«Казерта, 29 апреля 1795 г.

Дорогая миледи, только что прибыл курьер из Испании. Бильбао пошел на капитуляцию, вся Бискайя принадлежит теперь французам. Тем не менее на двор и министров можно якобы вполне положиться. Алькудия сказал нашему послан нику, что потеря невелика и все еще наладится.

Это мне совершенно непонятно. Странным образом французский генерал Монсей оказывает испанским курьерам ряд любезностей, выдает им паспорта, рекомендации. Что мне думать об этом? Я ломаю себе голову!

Депешу сейчас расшифровывают; как только я узнаю больше, сейчас же сообщу Вам. До свидания, тысяча приветов сэру Уильяму от всей Вашей Шарлотты».

Эту записку Эмма получила рано утром. Через два часа пришла вторая:

«Дорогая миледи, я так сбита с толку и взволнованна, что не знаю, что делать. Авось мне удастся повидать Вас завтра в десять часов.

При сем депеша из Испании. Но Вы должны вернуть ее мне самое позднее через сутки. Нельзя, чтобы король хватился ее. В депеше находятся в высшей степени интересные для английского правительства вещи. Я сообщаю ее Вам, чтобы доказать Вам свою симпатию, а достойному шевалье [16] — свое доверие. Только прошу не скомпрометировать меня! До свидания! Сколько нового придется нам завтра сказать друг другу! Ваша верная подруга Шарлотта».

Депеша была адресована лично королю Фердинанду, датирована вторым апреля и подписана испанским королем Карлом IV. Под строжайшим секретом он рисовал брату тяжелое положение, в которое поставил успех французского оружия в Пиренеях. Поэтому он боялся, что ему придется отступить от европейской коалиции против Франции и за-ключить мир с якобинцами. Он уведомлял Фердинанда об этом уже теперь, чтобы тот мог своевременно принять свои меры.

Сэру Уильяму показалось, что это известие первейшей важности. Если Карл IV уйдет из коалиции, то объединенный флот Англии и Испании уменьшится наполовину, Англия останется изолированной в Средиземном море, и все успехи последних лет окажутся под угрозой.
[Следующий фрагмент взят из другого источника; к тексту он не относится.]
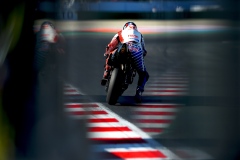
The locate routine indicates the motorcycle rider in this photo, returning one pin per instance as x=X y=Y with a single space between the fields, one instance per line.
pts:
x=130 y=35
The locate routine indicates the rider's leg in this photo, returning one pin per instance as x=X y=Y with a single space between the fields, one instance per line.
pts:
x=143 y=78
x=143 y=74
x=107 y=69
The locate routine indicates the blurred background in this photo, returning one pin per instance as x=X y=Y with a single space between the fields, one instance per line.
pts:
x=197 y=40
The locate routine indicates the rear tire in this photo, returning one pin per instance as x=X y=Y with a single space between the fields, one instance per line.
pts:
x=114 y=88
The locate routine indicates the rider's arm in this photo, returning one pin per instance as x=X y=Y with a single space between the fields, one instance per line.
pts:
x=112 y=45
x=143 y=46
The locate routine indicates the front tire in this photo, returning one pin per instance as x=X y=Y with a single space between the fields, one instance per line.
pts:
x=114 y=88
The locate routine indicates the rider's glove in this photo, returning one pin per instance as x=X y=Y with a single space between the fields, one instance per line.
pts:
x=144 y=53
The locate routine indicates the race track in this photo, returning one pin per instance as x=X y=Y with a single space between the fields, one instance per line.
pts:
x=187 y=77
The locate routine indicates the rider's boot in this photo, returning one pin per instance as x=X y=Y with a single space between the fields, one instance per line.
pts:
x=138 y=95
x=105 y=75
x=105 y=78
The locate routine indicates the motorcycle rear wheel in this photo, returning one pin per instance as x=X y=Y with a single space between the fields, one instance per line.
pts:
x=114 y=88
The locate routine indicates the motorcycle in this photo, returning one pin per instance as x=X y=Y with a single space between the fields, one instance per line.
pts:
x=121 y=75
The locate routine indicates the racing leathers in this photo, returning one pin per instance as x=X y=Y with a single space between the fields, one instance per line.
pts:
x=135 y=41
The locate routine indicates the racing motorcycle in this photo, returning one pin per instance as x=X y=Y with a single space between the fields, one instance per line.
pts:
x=122 y=73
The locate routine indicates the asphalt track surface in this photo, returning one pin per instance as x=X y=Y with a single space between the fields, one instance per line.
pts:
x=187 y=84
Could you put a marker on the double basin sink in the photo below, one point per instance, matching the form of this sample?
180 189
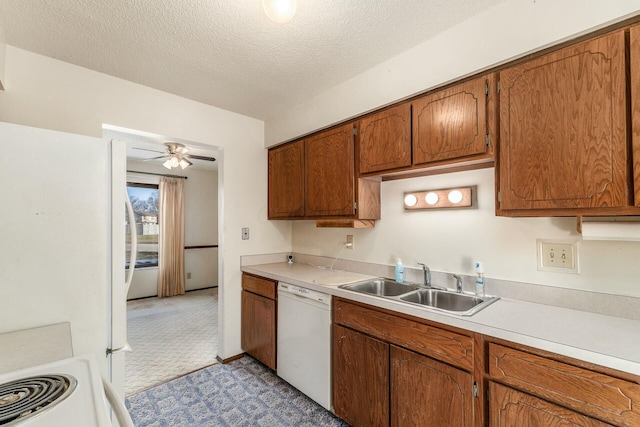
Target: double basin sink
428 297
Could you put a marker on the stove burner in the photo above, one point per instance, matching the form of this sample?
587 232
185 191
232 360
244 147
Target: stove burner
26 397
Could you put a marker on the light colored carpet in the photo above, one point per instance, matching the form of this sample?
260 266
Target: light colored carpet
170 337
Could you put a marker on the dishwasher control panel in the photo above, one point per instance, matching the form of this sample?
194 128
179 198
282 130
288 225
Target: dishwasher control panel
304 292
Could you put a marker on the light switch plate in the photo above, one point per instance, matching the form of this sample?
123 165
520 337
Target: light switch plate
558 256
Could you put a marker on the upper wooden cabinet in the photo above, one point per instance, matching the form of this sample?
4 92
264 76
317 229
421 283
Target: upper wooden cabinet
635 107
452 123
286 181
330 175
385 140
315 178
563 130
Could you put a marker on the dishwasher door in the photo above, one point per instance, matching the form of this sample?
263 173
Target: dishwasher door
304 341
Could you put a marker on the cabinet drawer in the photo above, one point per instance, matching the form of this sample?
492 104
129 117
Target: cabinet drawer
259 285
602 396
440 344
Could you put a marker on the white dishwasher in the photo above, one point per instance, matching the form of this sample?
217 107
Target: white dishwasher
304 341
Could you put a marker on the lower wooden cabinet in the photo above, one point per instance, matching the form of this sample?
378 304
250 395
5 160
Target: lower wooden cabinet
378 383
360 378
512 408
425 392
259 321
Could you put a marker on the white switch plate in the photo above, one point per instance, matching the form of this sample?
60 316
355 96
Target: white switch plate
558 256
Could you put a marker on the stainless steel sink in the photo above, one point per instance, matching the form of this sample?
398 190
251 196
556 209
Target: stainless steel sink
448 301
381 287
431 298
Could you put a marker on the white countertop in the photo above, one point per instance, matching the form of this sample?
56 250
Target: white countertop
604 340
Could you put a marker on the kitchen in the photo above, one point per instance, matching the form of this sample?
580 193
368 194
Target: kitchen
46 93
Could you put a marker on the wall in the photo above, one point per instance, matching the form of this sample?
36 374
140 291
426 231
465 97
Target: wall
201 228
50 94
451 240
507 31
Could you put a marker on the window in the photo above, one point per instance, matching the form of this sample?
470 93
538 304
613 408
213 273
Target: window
144 200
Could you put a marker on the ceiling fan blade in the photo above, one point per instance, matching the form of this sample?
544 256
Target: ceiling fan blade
146 149
193 156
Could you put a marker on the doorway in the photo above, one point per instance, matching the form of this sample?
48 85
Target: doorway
171 336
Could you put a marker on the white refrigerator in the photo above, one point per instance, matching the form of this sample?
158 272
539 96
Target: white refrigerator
62 238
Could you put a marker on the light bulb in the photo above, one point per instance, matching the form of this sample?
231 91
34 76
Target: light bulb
431 198
455 196
410 200
279 11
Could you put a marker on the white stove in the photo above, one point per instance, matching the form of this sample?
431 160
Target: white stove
65 393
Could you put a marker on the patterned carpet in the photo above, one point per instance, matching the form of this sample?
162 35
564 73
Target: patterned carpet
241 393
170 337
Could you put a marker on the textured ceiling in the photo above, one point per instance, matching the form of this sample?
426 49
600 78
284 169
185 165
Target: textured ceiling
227 53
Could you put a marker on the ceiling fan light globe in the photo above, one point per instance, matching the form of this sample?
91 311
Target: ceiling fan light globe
184 163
К тому же Нельсон в своих письмах жаловался на плохое состояние флота, сильно страдавшего от бурь и болезней команды, тогда как донесения шпионов свидетельствовали о лихорадочных приготовлениях во французских гаванях.

По всей видимости, Англии грозили плохие времена. Одно счастье, что Мария-Каролина в ненависти к убийцам сестры не постеснялась выдать конфиденциальное сообщение деверя!
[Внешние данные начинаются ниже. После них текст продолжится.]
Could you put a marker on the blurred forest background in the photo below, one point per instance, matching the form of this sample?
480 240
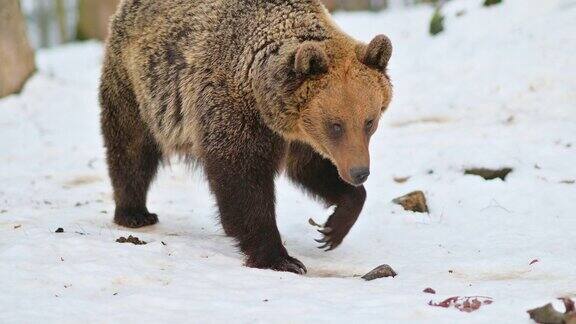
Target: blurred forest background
26 25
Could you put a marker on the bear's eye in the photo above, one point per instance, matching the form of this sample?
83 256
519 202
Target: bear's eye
336 130
369 125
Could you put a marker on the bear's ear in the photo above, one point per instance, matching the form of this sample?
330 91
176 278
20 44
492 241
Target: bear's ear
310 60
377 53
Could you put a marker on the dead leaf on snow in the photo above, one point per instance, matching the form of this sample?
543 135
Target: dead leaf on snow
464 304
489 174
414 201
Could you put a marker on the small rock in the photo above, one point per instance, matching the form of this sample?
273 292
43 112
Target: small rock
489 174
131 239
547 314
414 201
382 271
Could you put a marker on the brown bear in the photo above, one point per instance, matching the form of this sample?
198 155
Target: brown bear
246 89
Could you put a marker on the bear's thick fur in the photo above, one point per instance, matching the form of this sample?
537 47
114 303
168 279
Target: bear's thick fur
246 88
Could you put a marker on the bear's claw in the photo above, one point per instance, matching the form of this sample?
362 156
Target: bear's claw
280 263
290 264
331 239
134 219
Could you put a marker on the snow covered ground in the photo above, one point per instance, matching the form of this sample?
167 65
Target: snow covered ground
497 89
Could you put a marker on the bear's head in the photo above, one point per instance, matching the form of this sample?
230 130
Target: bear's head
329 95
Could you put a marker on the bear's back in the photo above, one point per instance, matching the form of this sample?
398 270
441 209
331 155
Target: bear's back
180 55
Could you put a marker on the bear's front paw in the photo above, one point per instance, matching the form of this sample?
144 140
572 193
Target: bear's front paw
133 218
342 220
280 263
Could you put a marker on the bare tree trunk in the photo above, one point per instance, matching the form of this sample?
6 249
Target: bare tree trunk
16 55
93 18
62 20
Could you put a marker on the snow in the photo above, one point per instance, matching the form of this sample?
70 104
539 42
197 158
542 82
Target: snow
497 89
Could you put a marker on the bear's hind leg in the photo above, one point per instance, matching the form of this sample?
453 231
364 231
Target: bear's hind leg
242 179
320 177
133 155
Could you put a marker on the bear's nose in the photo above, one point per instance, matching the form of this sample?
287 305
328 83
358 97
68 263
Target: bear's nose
359 174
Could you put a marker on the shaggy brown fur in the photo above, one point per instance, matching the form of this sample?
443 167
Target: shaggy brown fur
244 88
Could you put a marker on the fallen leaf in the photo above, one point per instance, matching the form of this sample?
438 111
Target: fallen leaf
414 201
313 223
382 271
131 239
464 304
401 179
489 174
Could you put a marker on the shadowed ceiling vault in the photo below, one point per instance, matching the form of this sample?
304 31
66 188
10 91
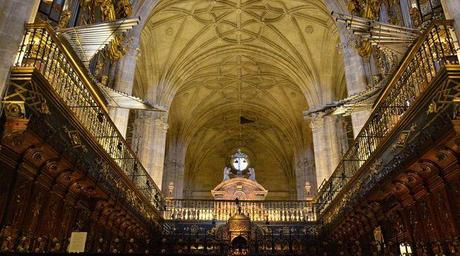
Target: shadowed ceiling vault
212 61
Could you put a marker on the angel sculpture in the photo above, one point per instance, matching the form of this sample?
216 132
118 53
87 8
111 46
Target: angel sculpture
252 174
227 171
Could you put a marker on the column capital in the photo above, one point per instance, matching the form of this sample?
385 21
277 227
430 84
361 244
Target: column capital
160 122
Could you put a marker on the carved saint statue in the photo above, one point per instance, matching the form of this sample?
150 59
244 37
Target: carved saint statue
252 174
227 171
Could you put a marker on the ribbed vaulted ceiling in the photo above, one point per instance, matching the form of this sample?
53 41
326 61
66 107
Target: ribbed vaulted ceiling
212 61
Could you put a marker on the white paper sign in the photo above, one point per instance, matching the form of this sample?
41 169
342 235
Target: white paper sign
77 242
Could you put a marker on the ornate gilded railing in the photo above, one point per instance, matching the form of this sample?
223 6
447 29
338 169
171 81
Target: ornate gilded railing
44 50
436 47
222 210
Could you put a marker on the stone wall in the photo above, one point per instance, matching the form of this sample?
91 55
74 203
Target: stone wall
13 15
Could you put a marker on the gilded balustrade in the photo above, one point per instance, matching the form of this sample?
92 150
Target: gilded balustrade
436 47
44 50
222 210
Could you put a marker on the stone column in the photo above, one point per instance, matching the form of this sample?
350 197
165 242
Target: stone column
13 16
151 129
175 166
329 144
126 67
124 83
355 76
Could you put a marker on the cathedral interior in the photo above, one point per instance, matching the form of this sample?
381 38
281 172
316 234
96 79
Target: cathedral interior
230 127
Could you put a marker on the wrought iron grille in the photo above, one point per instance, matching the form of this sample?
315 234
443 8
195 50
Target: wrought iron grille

Теперь Англия была предупреждена, и можно было избежать страшной опасности.

В тот же вечер копия депеши с запиской Марии-Каролины к Эмме была отправлена в Министерство иностранных дел в Лондоне. Через три месяца было получено новое письмо от Карла IV, который сообщал брату, что мир заключен.

Наступило время напряженной работы. Со всех сторон поступали известия, которые надо было принять, оценить и передать дальше через верных курьеров. На полях сражений удар следовал за ударом. Пиренейские войска французов освободились теперь и укомплектовали Итальянскую армию; Шерер и Массена побили австрийцев при Лоано, вся Ривьера попала в руки победителей. Нельсон, прикрывая из Генуи тыл побежденных, должен был зайти в док Ливорно, чтобы наспех починить «Агамемнон». Команда была истощена, корабль пришел в плачевное состояние. Не было мачты, реи, паруса, которые остались бы не тронутыми пулей, а корпус неделями приходилось держать, обвязав канатом. Джервис, новый адмирал средиземноморской эскадры, предложил Нельсону большее судно, но тот отказался. Он полюбил свой «Агамемнон» и не хотел расставаться со старыми боевыми товарищами.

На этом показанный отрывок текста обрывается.